Le roman « Fugue mexicaine » de Chloe Aridjis fille de l’écrivain et diplomate Homero Aridjis

À 17 ans Luisa, étudiante plutôt sérieuse, a quitté la demeure familiale pour suivre Tomás, un garçon qu’elle connaît à peine, fascinée plus que séduite par ce jeune homme original. Elle est la fille d’un professeur parfois un peu pesant et d’une mère traductrice un peu trop absente. On est en 1988, trois ans après le tremblement de terre qui a détruit des quartiers entiers de Mexico et laissé presque intacte la petite maison occupée par la famille. Comment Luisa a-t-elle franchi le pas ?

Photo : the-tls

La plage de la côte pacifique au bord de laquelle elle traîne peut passer pour un de ces « endroits paradisiaques » que vantent les agences de voyages, elle peut aussi sembler menaçante : ses courants à drapeaux rouges, son nom même, dont on a oublié la véritable étymologie, Plage des Morts ou Lieu à papillons ? Luisa n’arrive pas à se faire une idée. Elle en est au même point que Tomás qui l’a entraînée là. Les eaux du Pacifique sont-elles pures ? Renferment-elles des monstres ? Ressemblent-elles à celles de Cythère qui, elles, on le sait, renferment des statues grecques échouées lors d’un naufrage il y a des milliers d’années ? Et ces nains ukrainiens dont les journaux ont parlé sont-ils tout à côté de ce couple bizarre que forment, ou ne forment pas, Luisa et Tomás ?
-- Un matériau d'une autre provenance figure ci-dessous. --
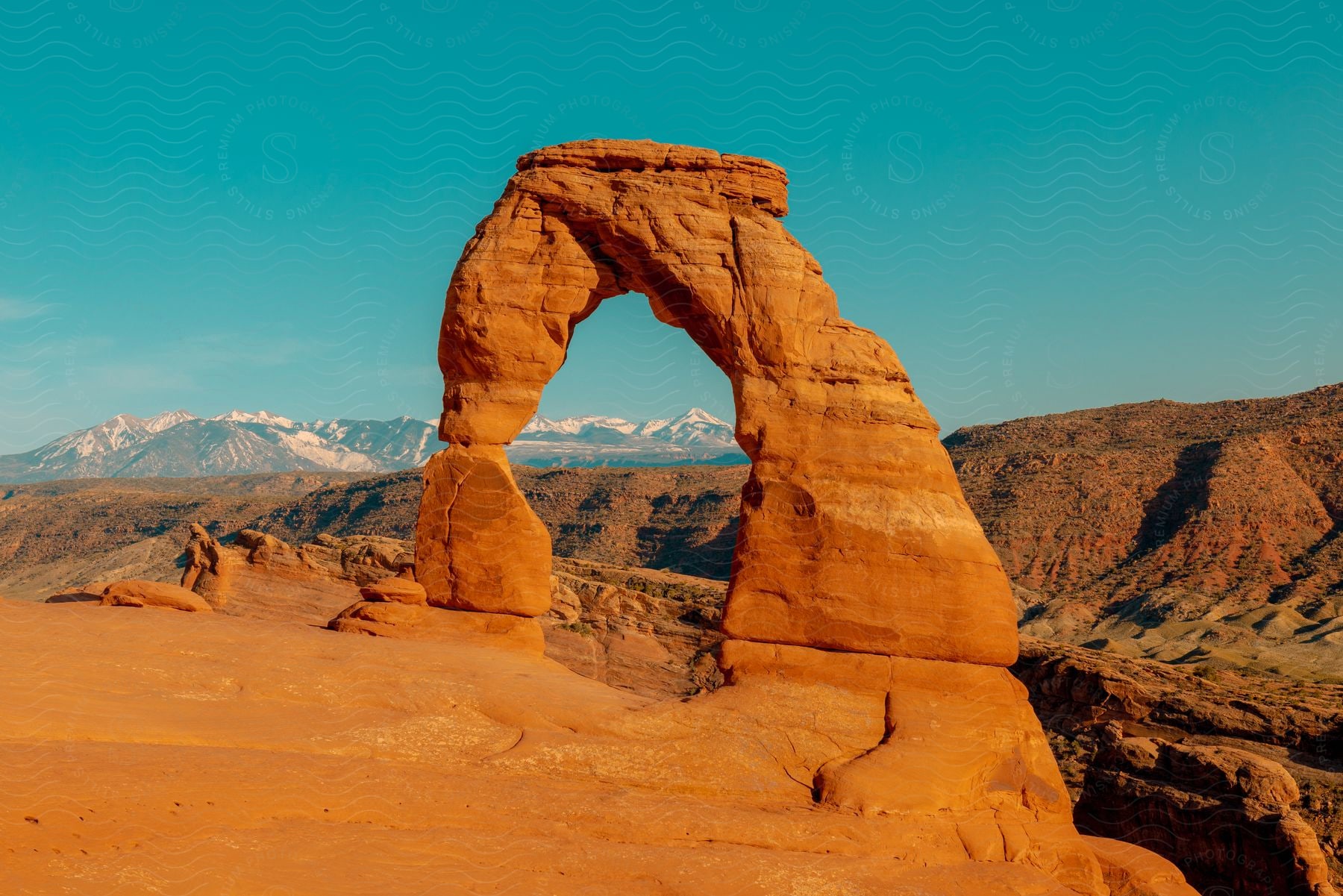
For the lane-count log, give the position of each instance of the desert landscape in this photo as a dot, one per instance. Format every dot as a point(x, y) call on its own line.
point(1091, 653)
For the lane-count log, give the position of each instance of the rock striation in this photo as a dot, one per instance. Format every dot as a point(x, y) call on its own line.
point(139, 592)
point(861, 583)
point(257, 575)
point(854, 533)
point(1225, 815)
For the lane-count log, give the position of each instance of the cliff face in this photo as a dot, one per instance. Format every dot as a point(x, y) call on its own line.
point(1209, 530)
point(1228, 818)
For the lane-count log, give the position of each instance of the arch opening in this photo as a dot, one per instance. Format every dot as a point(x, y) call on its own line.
point(854, 533)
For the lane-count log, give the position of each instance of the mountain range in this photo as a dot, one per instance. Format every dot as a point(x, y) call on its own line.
point(181, 444)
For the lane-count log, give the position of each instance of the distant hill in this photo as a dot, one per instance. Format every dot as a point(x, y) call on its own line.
point(1190, 532)
point(179, 444)
point(1200, 533)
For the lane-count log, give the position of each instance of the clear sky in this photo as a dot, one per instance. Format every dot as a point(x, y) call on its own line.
point(1042, 204)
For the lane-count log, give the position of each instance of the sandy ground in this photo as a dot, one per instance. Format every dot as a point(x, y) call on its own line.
point(151, 751)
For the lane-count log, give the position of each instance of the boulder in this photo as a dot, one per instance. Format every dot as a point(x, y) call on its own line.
point(139, 592)
point(1225, 815)
point(854, 533)
point(394, 590)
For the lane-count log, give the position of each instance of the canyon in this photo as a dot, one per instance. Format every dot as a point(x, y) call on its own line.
point(853, 712)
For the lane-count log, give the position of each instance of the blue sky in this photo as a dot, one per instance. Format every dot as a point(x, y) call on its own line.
point(1042, 204)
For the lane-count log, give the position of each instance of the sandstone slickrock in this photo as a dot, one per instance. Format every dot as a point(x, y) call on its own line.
point(394, 592)
point(139, 592)
point(854, 533)
point(860, 578)
point(478, 545)
point(261, 577)
point(1227, 817)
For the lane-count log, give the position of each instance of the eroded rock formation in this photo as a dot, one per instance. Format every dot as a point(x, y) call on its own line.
point(854, 533)
point(859, 572)
point(261, 577)
point(1225, 815)
point(139, 592)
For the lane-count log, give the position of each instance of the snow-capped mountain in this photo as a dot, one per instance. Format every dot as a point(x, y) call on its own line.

Pour la jeune fille, rien n’est fixé, solide. Les phrases, souvent poétiques, de Chloe Aridjis, donnent ce vertige doux, doucement coloré, qui permet au lecteur de partager les doutes de Luisa, la plongée qui pourrait être brutale dans une soirée de lutte libre (mais n’est-on pas dans les jeux de la Rome antique ?) ou dans une discothèque mexicaine branchée (qui n’est pas loin de l’orgie romaine) en sont des exemples.

À travers ces images si fortes, l’auteure crée un tableau hyperréaliste de la petite bourgeoisie mexicaine de ces années 1980. Le désenchantement est partout, la mort est proche, overdose d’une fille, agression nocturne d’un prostitué, envie de vivre réduite à presque rien. Alors quel rôle peut avoir Tomás dans la vie de Luisa ?

Il n’y a rien de mieux qu’un séjour à deux pour découvrir l’autre, surtout si c’est un presque inconnu, mais aussi, peut-être pour se découvrir soi-même. La découverte, des êtres humains, des lieux, des atmosphères, est par essence double, les hésitations de Luisa en sont le reflet, et Chloe Aridjis le montre puissamment en mêlant poésie, étrange, naïveté, celle de l’adolescente, et éventuelle rouerie, celle de Tomás, dont le côté fuyant ne reflète que le ressenti de Luisa.

Le ressenti de Luisa, c’est justement ce que nous avons sous les yeux, elle est troublante, cette fille paumée et volontaire, attirante et décourageante, qui expose avec pas mal de candeur ses hésitations. Pourquoi cette fugue ? Trouvera-t-elle la réponse ? La découvrirons-nous à son insu ?

« Au maximum c’était la moitié d’une histoire », conclut Luisa vers la fin du roman. Mais pour le lecteur, l’histoire est bien complète, riche, subtile. Chloe Aridjis, la fille d’Homero Aridjis, grand écrivain mexicain et d’une mère nord-américaine, qui écrit pour le moment en anglais, est en train de se faire un solide nom dans les Lettres, américaines ou mexicaines puisqu’elle domine les deux langues et les deux civilisations.

                                                                                                       Christian ROINAT

Fugue mexicaine de Chloe Aridjis, traduit de l’anglais par Antoine Bargel, éd. Mercure de France, 175 p., 21 €.